Mix Veggies

Mix Veggies

Mix Veggies

In this blog post, I'll share the “Mix veggies” recipe with you that’s a great and tasty way to consume more seasonal veggies.

This mix Veggies side dish is a tasty and healthy one-pot meal to enjoy any day of the week. It’s a quick and easy recipe that takes less than 30 minutes to prepare and tastes amazing! 

Serve this mix veggies to your family and friends, and they'll be surprised by how delicious it tastes. The best thing about this recipe is that it's healthy!

An additional selling point is its versatility. I tried the recipe several times, with a few changes. And it always comes out tasting fantastic.

This mix veggies side dish goes well with all main courses such as curries, stews, soup, and other similar dishes. It will surely delight you! 

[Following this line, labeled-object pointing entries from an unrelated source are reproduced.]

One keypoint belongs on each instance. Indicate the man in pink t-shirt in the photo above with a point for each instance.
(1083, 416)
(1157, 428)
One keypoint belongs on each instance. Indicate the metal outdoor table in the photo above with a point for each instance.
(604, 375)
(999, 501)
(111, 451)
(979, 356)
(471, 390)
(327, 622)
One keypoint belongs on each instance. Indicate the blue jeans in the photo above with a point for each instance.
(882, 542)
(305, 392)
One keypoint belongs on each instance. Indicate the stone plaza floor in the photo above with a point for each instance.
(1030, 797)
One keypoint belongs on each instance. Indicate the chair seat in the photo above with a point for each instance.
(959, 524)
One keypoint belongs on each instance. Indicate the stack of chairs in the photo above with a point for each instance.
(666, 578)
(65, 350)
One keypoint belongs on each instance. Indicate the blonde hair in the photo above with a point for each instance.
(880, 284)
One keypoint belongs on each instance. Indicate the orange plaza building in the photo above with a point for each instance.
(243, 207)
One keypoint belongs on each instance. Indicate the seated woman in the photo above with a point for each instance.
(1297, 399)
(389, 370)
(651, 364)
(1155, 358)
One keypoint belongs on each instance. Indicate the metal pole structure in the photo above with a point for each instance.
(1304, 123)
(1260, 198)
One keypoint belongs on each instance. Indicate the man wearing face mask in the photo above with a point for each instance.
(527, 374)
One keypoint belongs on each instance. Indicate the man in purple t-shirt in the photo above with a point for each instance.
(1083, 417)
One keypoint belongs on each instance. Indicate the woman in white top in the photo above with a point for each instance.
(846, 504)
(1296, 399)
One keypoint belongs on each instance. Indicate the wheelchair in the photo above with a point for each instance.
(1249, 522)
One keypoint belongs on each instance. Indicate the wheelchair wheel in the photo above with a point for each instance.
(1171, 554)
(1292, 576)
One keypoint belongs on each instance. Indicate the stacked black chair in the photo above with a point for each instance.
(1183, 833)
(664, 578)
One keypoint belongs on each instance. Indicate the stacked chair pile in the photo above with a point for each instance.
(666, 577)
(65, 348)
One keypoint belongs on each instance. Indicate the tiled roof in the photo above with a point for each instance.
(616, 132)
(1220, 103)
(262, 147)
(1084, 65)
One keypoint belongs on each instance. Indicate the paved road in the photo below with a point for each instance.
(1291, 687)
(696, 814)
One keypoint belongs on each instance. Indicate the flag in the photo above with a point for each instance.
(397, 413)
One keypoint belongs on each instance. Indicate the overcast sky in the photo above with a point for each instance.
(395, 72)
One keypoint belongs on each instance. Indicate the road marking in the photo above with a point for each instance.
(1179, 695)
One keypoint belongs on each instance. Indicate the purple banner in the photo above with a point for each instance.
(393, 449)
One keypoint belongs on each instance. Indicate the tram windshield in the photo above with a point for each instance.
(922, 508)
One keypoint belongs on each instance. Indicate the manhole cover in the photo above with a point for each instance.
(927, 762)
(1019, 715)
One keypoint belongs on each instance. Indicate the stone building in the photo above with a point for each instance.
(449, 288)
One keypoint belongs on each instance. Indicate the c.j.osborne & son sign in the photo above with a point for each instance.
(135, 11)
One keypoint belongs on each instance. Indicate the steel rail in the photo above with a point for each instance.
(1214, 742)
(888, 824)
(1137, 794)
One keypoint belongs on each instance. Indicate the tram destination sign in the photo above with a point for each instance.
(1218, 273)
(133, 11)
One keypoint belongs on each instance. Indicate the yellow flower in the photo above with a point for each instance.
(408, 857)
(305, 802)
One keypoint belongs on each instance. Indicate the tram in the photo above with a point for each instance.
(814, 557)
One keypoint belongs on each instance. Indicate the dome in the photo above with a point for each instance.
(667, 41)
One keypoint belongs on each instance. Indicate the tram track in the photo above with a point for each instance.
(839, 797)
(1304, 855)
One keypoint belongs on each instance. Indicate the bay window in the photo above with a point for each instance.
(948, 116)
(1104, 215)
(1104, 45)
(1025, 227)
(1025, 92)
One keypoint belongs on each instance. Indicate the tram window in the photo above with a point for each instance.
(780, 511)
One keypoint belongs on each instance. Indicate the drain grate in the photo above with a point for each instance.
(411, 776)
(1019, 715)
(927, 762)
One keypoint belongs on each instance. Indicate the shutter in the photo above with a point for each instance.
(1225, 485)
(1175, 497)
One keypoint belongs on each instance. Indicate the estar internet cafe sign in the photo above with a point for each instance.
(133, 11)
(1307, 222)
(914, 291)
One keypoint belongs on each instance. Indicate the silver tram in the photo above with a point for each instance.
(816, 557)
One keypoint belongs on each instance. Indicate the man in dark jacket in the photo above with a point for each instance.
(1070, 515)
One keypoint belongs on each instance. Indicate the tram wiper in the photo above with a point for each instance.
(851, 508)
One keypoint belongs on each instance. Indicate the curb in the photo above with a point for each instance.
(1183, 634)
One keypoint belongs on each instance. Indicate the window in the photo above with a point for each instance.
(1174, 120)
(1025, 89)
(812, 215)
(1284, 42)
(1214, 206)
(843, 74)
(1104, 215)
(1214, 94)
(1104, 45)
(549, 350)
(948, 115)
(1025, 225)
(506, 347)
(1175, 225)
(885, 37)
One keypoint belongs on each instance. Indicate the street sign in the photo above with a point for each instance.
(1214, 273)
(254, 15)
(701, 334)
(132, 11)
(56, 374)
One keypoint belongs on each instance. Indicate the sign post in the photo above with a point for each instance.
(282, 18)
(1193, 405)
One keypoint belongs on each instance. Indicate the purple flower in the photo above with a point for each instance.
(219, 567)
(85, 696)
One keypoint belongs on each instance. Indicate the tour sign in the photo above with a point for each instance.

Why Do You Like This Mix Veggies Recipe?

I'm sure you'll like this simple side dish because it's:

  • A one-pot meal.
  • Easy recipe to prepare.
  • Needed a few basic, readily available ingredients.
  • Ready in less than 30 minutes.
  • A tasty and light side.
  • A great way to increase your vegetable intake.
  • Healthy and wholesome.
  • Gluten-free, vegetarian, and vegan.
  • Highly customizable.
  • Delicious served either hot or at room temperature.

Are Mix Veggies Healthy?

Vegetables have long been recognized for their health benefits. Eating a diversified, well-balanced diet rich in a variety of vegetables from an early age is one of the best ways to get nutrients from food. Being high in nutrients and low in calories, most health experts recommend eating vegetables every day.

Vegetables are a great source of antioxidants, vitamins, and minerals that all provide numerous health benefits. For instance, carrots are well known for having a high vitamin A concentration, which is essential for maintaining our eyesight as we age.

Vegetables also offer additional health benefits such as:

Stop the Inflammation

Excessive levels of chronic inflammation are detrimental to our systems, even if they can sometimes be advantageous. Vegetables are among the healthiest foods to consume to lower inflammation. They are rich in antioxidants and phytochemicals, both of which are healthy for your health. 

Improved Digestive Health

Vegetables include good amounts of dietary fiber, a type of carbohydrate that helps food pass through the digestive system. Studies have shown that fiber may also improve the body's absorption of vitamins and minerals, perhaps boosting your energy levels all day.

Lower Risk of Heart Disease

Green leafy vegetables contain vitamin K, which is also believed to prevent calcium from building up in your arteries. You can lower your chance of arterial damage and prevent a variety of potential heart-related issues by consuming them.

Lower Blood Pressure

Several green leafy veggies, such as kale, spinach, and chard, contain potassium. Potassium increases the efficiency with which your kidneys eliminate sodium from your body, which can help lower blood pressure.

Managing Diabetes

Vegetables are especially high in fiber, which is necessary for the best possible digestion. Because they have a low glycemic index, consuming them won't spike your blood sugar. The American Diabetes Association recommends consuming three to five portions of non-starchy vegetables, such as carrots, broccoli, or cauliflower, daily.

Enhance Your Skin

Your diet can help your skin in addition to getting enough sleep and drinking lots of water. Lycopene, which is present in tomatoes, can protect the skin from sunburn. Kale and avocados both help to keep your skin supple. A lot of vegetables, like celery and cucumbers, have a high water content, so they can help you meet your hydration needs for healthy-looking skin. 

Ingredients You’ll Require:

You only need a few simple components that are readily available in your home. 

  • Mix vegetables: Use your choice of vegetables (I used broccoli, cabbage, sweet carrots, and potatoes). If you can't find fresh vegetables, you can use frozen ones! 
  • Onion: I used sweet onions.
  • Original crabby sauce: The main flavor enhancer in this dish. There’s no substitute for this.
  • Cornstarch 
  • Mixed herbs: I used rosemary, oregano, and thyme.

How To Make Mix Veggies?

Scroll down to the recipe card for the exact ingredients measurement and step-by-step instructions.

Recipe Notes

  • Always thoroughly clean and wash the vegetables.
  • You can adjust the seasoning to your taste.
  • You can use it as stuffing for wraps, sandwiches, or parathas.
  • Leftover mixed Vegetable keeps well for 3–4 days in the refrigerator if stored in an airtight container.

FAQ’s

How To Make Vegetables Tasty?

  • Spice them up
  • Sauté with herbs
  • Pair with cheese or dipping
  • Add some tang.

How To Eat More Veggies?

  • Load up your omelet.
  • Make a heart soup or stew
  • Bake or roast vegetables
  • Bulk up a sandwich with vegetables.
  • Add them to the salad
  • Have baby carrots or celery sticks with a dip, instead of chips.
I hope this mix veggies recipe appeals to you and your family. If you make it, please let me know how it turned out! Please rate the recipe and share your thoughts in the comments section below.